A car bomb attack targeted an election candidate in Iraq’s contested Kirkuk city yesterday, killing one person and wounding 11, a security official said.
The blast in the multi-ethnic city, some 250 kilometres north of Baghdad, came as war-torn Iraq gears up for legislative elections on May 12.
“A civilian was killed and 11 people were injured, including three bodyguards, in the convoy of Ammar Hadaya Kahya, a candidate for the Turkmen Front in Kirkuk,” the security source said on condition of anonymity.
There were no immediate claims of responsibility for the attack.
Iraqi troops last year seized the vital oil-rich Kirkuk region from Kurdish forces after a controversial vote for independence in Iraq’s autonomous Kurdish zone. Turkmens largely welcomed the return of government control forces, years after the Kurds took over the area amid the chaos of the Islamic State group’s march across Iraq in 2014.
Since the return of Baghdad’s forces, the region has seen clashes between Kurdish fighters and Turkmen units of the Hashed al-Shaabi paramilitary forces, officially controlled by the government. Candidate Kahya is an adviser to Falah al-Fayadh, who officially heads the Hashed.

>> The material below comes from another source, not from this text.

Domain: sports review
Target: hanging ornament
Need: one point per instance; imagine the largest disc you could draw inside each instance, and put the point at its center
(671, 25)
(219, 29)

Elections in Iraq have typically been accompanied by violence since the ouster of dictator Saddam Hussein by the US-led invasion in 2003.
Bloodshed has subsided in recent months, but several deadly attacks have taken place.
Four people were killed and several wounded last Sunday in an IS suicide attack on the headquarters of a political party in Anbar. The Iraqi government declared victory over IS in December after pushing the militants out of their final holdouts along the border with Syria.